Reviews
My Friend Rachel – A Moments Silence Nightshift
With her previous band Hieronymus, singer Katherine Hieronymus produced a wistful, contemplative folk-pop that found a middle ground between The Carpenters’ syrupy balladry and All About Eve’s cloud-gazing dreaminess. My Friend Rachel is her collaboration with Martin Newton – also musical back-up to singer Grant Baldwin as well as guitarist with Witches – and two years in fermentation, ‘A Moment’s Silence’ the first chance we’ve had to hear the band, since they haven’t yet gigged together. That fact isn’t surprising once you hear the elaborate orchestration on the album: it’d take some ensemble and something beyond the local venue circuit to do justice to their delicate arrangements and Katherine’s ethereal vocal reveries. The album glides in with ‘Give Me Love’, a neat collage of acoustic guitar and strings, lush without sounding overcooked, radiating bucolic sweetness, tinged with the merest hint of melancholy. And so the mood is firmly set for the next 40 minutes. Cello and harp lend an oddly arcane feel to songs like ‘Me On The Inside’, while softly blossoming electronics give a more contemporary sheen to ‘Mermaid Smile’.

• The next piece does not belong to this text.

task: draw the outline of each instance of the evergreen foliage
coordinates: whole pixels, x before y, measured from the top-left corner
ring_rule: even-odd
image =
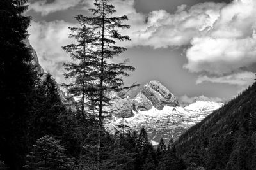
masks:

Throughout, Katherine’s voice remains placidly, perfectly detached. At its best – such as the intimate ‘A Good Day’, it’s gently enveloping. But sometimes it can feel suffocating – pretty but passionless. The album’s polished nature can make it sound like it lacks soul, and while many of the songs reward repeated listening, some shift in mood feels overdue after half a dozen songs. On cue, ‘Soured His Mood’ is a jaunty accordion-led swing, a sugary cousin to Kendra Smith’s kooky ‘Maggots’, and while My Friend Rachel quickly revert to type, they do leave the best to almost last with ‘Weak’, the innate sweetness working as it’s underpinned by underplayed regret and a gorgeously understated melody.